Интересно, какие новые образы появились бы благодаря этой девушке в том благостном мире, который встает перед нами в ренуаровских этюдах обнаженной натуры? Женщины, населяющие этот мир, резвятся ли они, спят или просто идут куда-нибудь, свободны от пут одежды, от бремени стыдливости и морали. Женщины эти не просто сбросили с себя все покровы и запреты - они не ведают их. Они не ведают, что можно прикрыть наготу. Они не ведают, что их подстерегают вожделеющие взгляды мужчин. Они не ведают хитростей, лукавства любовной игры. Жещина-цветок, женщина-плод, бесхитростная, как дитя, живет в полном единении с природой в мире, где время остановилось, застыв в солнечной дреме.
Ренуар не хотел быть "мыслителем". Само это слово вызывало у него отвращение. Его раздражало, что когда-то одному из его женских портретов дали название "Дума".

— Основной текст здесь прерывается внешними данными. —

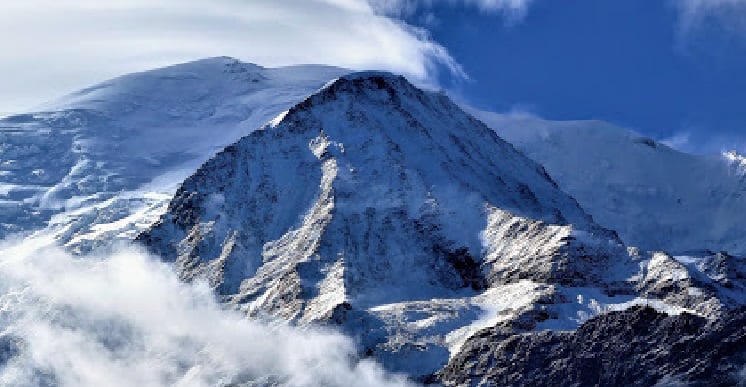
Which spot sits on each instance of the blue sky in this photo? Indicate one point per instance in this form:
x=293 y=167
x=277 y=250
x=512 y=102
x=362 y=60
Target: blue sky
x=631 y=62
x=670 y=69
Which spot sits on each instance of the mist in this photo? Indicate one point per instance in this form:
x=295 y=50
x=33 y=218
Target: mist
x=124 y=319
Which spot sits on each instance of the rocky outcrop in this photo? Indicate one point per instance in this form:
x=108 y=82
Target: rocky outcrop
x=374 y=204
x=635 y=347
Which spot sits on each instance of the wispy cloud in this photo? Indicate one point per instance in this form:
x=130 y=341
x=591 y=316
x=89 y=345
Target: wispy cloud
x=52 y=47
x=729 y=15
x=126 y=320
x=512 y=8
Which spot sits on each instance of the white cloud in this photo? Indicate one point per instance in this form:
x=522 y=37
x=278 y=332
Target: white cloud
x=51 y=47
x=513 y=8
x=126 y=320
x=727 y=14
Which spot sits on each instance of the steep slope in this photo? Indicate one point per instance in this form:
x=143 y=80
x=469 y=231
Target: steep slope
x=106 y=159
x=391 y=212
x=655 y=197
x=636 y=347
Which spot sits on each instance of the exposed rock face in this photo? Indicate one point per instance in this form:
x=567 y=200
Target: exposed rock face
x=655 y=197
x=635 y=347
x=373 y=198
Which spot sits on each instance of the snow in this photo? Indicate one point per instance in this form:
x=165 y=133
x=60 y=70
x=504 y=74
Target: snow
x=102 y=163
x=374 y=205
x=348 y=207
x=655 y=197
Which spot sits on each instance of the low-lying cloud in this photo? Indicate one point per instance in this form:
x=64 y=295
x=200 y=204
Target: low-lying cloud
x=126 y=320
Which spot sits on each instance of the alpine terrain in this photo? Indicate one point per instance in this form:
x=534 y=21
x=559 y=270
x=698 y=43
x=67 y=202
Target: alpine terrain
x=655 y=197
x=390 y=212
x=312 y=199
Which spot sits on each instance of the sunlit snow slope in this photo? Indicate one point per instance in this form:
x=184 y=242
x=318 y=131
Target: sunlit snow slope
x=655 y=197
x=101 y=163
x=389 y=211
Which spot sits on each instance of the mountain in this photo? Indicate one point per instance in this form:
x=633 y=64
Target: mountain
x=655 y=197
x=635 y=347
x=101 y=164
x=390 y=212
x=310 y=196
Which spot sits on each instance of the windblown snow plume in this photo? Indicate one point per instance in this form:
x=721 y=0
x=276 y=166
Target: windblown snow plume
x=125 y=319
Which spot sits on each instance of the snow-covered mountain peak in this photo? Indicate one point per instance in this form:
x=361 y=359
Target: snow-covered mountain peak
x=106 y=158
x=655 y=197
x=386 y=209
x=736 y=161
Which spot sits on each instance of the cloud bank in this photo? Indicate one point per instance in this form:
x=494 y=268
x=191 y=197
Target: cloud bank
x=57 y=46
x=126 y=320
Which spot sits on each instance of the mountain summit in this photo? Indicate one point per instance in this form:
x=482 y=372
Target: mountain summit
x=391 y=212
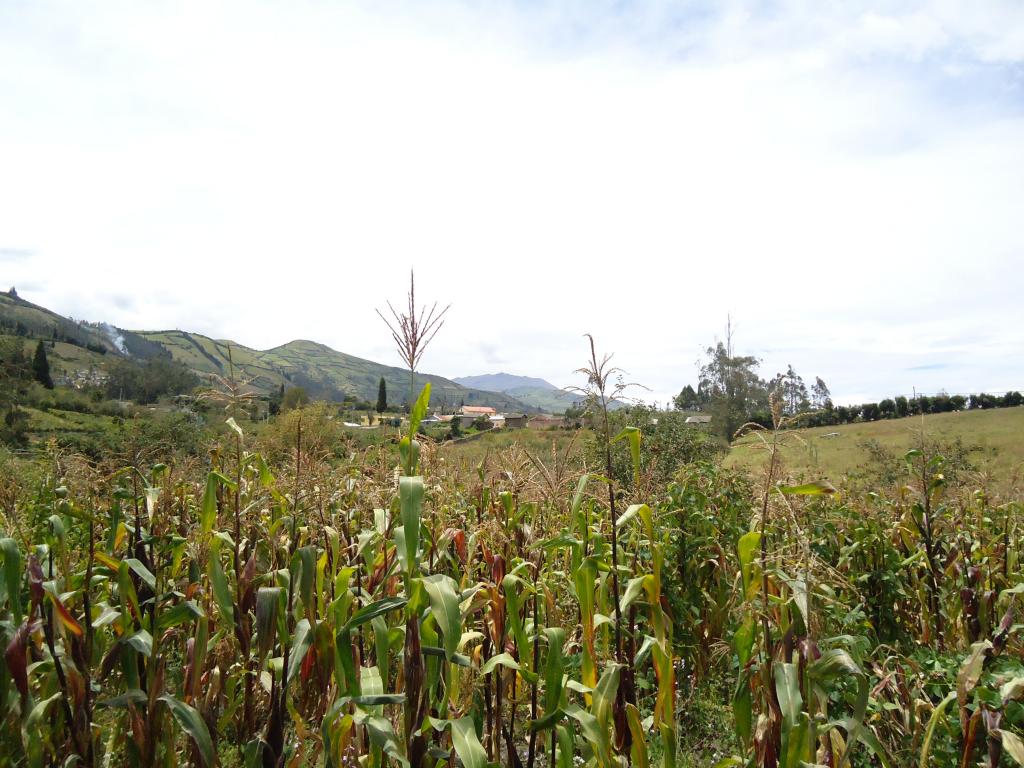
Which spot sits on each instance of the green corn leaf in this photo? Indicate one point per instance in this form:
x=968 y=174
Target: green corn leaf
x=504 y=659
x=633 y=591
x=418 y=412
x=131 y=697
x=374 y=609
x=818 y=487
x=554 y=668
x=12 y=576
x=304 y=560
x=178 y=614
x=632 y=434
x=411 y=504
x=457 y=658
x=638 y=750
x=195 y=726
x=597 y=734
x=208 y=510
x=221 y=592
x=566 y=747
x=140 y=641
x=579 y=496
x=926 y=745
x=604 y=693
x=745 y=548
x=301 y=640
x=443 y=594
x=1013 y=745
x=142 y=572
x=267 y=601
x=467 y=744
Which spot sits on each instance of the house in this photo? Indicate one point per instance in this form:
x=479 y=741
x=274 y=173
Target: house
x=475 y=411
x=546 y=421
x=515 y=421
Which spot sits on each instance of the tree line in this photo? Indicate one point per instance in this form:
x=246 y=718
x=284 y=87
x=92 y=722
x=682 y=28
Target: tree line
x=730 y=389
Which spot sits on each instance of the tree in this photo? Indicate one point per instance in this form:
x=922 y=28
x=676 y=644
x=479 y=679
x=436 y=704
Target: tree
x=733 y=389
x=294 y=397
x=819 y=393
x=276 y=397
x=687 y=399
x=790 y=388
x=41 y=367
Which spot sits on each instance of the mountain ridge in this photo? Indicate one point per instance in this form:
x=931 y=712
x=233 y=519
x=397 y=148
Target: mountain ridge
x=323 y=371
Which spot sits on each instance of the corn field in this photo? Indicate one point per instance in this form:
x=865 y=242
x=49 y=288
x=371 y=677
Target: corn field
x=391 y=608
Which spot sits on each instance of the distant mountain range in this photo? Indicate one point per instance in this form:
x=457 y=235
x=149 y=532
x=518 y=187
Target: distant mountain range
x=536 y=393
x=325 y=373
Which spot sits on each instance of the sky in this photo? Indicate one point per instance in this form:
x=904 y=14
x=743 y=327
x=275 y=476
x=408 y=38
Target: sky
x=844 y=180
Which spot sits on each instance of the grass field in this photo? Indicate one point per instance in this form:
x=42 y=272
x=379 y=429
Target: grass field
x=994 y=440
x=537 y=441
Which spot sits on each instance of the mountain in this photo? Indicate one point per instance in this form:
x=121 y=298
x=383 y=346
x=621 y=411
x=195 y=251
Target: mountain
x=537 y=393
x=323 y=372
x=502 y=382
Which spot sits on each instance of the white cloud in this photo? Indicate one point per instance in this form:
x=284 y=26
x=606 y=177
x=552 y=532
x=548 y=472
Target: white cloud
x=844 y=179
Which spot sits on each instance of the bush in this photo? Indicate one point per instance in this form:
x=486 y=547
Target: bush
x=668 y=443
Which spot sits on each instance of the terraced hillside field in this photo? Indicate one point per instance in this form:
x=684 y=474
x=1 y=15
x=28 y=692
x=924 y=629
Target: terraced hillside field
x=324 y=372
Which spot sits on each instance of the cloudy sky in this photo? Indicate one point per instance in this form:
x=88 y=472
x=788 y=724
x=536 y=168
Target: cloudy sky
x=846 y=180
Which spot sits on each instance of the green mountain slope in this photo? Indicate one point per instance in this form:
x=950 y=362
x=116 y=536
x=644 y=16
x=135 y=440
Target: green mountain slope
x=536 y=393
x=503 y=382
x=323 y=372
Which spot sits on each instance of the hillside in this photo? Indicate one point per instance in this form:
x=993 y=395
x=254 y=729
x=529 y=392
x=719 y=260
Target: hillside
x=991 y=438
x=537 y=393
x=503 y=382
x=324 y=372
x=85 y=347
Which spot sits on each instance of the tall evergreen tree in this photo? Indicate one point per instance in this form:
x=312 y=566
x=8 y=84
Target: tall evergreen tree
x=41 y=367
x=276 y=397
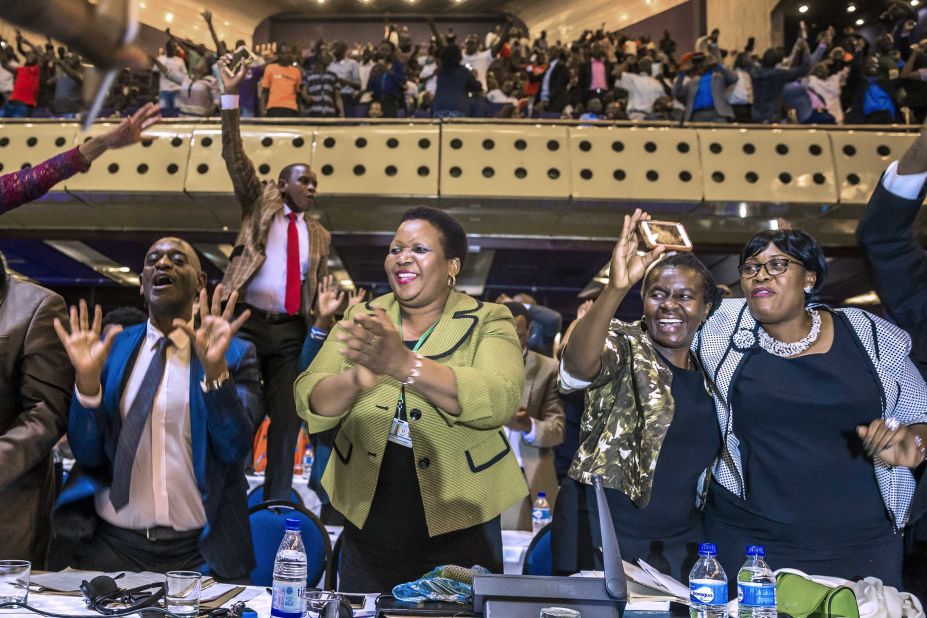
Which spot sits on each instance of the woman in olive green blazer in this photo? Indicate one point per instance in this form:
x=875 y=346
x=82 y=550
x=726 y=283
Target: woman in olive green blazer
x=420 y=484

"Папаша Коро говорил: "Когда я пишу картину, я хочу быть простаком". Я в этом немного сродни Коро", - признавался Ренуар Альберу Андре.

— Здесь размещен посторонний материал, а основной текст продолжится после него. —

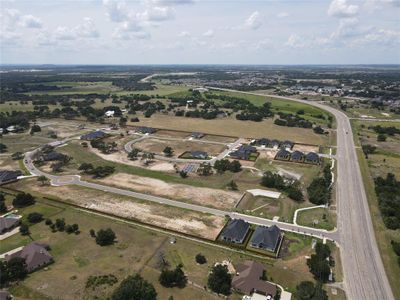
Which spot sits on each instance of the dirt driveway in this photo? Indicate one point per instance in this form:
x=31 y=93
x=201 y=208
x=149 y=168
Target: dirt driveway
x=197 y=195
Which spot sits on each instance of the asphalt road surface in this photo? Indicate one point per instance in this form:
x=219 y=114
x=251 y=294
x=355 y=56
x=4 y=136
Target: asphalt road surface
x=76 y=180
x=364 y=274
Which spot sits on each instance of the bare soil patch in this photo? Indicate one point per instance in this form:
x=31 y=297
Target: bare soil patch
x=203 y=196
x=163 y=216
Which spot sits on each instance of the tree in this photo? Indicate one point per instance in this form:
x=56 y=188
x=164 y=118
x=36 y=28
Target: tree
x=35 y=217
x=43 y=179
x=232 y=185
x=3 y=148
x=105 y=237
x=60 y=224
x=134 y=288
x=133 y=154
x=201 y=259
x=305 y=290
x=168 y=151
x=24 y=229
x=23 y=199
x=173 y=278
x=35 y=128
x=219 y=280
x=381 y=137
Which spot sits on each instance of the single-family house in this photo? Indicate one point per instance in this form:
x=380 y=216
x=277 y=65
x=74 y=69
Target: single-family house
x=36 y=256
x=274 y=144
x=312 y=158
x=199 y=154
x=243 y=152
x=263 y=142
x=109 y=113
x=8 y=223
x=53 y=155
x=146 y=130
x=94 y=135
x=9 y=176
x=297 y=156
x=282 y=154
x=197 y=135
x=235 y=231
x=288 y=145
x=266 y=238
x=248 y=280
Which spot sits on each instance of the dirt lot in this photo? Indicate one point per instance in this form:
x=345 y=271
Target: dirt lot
x=232 y=127
x=158 y=145
x=190 y=222
x=305 y=148
x=203 y=196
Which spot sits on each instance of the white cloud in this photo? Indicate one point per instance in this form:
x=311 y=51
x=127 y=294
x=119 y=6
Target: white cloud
x=282 y=15
x=209 y=33
x=341 y=9
x=85 y=30
x=116 y=11
x=184 y=34
x=30 y=21
x=254 y=21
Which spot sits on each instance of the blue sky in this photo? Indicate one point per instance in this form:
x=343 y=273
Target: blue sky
x=200 y=32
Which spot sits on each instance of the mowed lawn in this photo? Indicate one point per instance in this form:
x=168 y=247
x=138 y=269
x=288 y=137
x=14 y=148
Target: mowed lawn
x=137 y=250
x=231 y=127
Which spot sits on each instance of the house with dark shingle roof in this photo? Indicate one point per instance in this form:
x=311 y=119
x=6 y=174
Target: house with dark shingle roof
x=7 y=176
x=36 y=256
x=297 y=156
x=248 y=280
x=95 y=135
x=243 y=152
x=235 y=231
x=312 y=158
x=8 y=223
x=274 y=144
x=146 y=130
x=199 y=154
x=282 y=155
x=288 y=145
x=266 y=238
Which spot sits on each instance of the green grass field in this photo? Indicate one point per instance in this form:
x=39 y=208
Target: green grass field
x=326 y=218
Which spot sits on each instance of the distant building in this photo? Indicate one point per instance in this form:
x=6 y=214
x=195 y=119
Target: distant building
x=248 y=280
x=146 y=130
x=243 y=152
x=199 y=154
x=109 y=113
x=235 y=231
x=9 y=176
x=36 y=256
x=288 y=145
x=312 y=158
x=266 y=238
x=8 y=223
x=197 y=135
x=94 y=135
x=283 y=154
x=297 y=156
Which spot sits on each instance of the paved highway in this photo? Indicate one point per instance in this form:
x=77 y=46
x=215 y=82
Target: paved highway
x=76 y=180
x=364 y=274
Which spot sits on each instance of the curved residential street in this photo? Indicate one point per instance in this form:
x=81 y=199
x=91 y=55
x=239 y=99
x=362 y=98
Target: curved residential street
x=364 y=274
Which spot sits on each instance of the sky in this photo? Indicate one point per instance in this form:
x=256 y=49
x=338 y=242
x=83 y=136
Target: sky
x=200 y=32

И правда: Ренуар не стремился "продумывать" свои картины. Когда он писал, он повиновался импульсам своих чувств, радуясь, что нашел форму для их выражения. Но именно в силу этого мир, сотворенный им, был его, Ренуара, миром. Он возник из самых сокровенных глубин души художника, из тех скрытых пластов, где дремлют наши мечты.
"А ведь как хорошо писать в Батиньоле!" - воскликнул Ренуар, узнав об отъезде Гогена. И все же, признавался он, ему хотелось бы поехать в Ангкор и там "созерцать статуи богов, выглядывающие из-за лиан" [182] . Разумеется, эти слова отнюдь не свидетельствовали о каком-либо пристрастии к экзотике, как будто несвойственном Ренуару, хотя в конечном счете все пристрастия равноценны. Ренуар попросту выразил смутное влечение, лежащее в основе самых глубоких человеческих устремлений. Печальные руины, величественные, одинокие, привлекали его своим видом, говорившим о безжалостном беге времени, о бренности человека, о его борьбе не на жизнь, а на смерть с обрушивающимися на него напастями. В какой бы области ни проявлялось творчество, оно всегда - отрицание вечной ночи.
182
182 Жан Ренуар.
В Эссуа, где отныне он проводил каждое лето, Ренуар, коль скоро не было возможности увидеть Ангкор, любил совершать прогулки в Сервиньи и предаваться мечтам у развалин старинного замка, буйно поросших зеленью и словно бы медленно засасываемых землей, стремящейся вернуть их в свое лоно. Как-то раз в то лето 1897 года выдался дождливый день. Когда прошел ливень, Ренуар задумал наведаться к развалинам замка. Он сел на велосипед, купленный незадолго до этого, и уехал. Дорога была скользкая, всюду стояли лужи. Неожиданно, потеряв равновесие, художник упал на камни и сломал правую руку.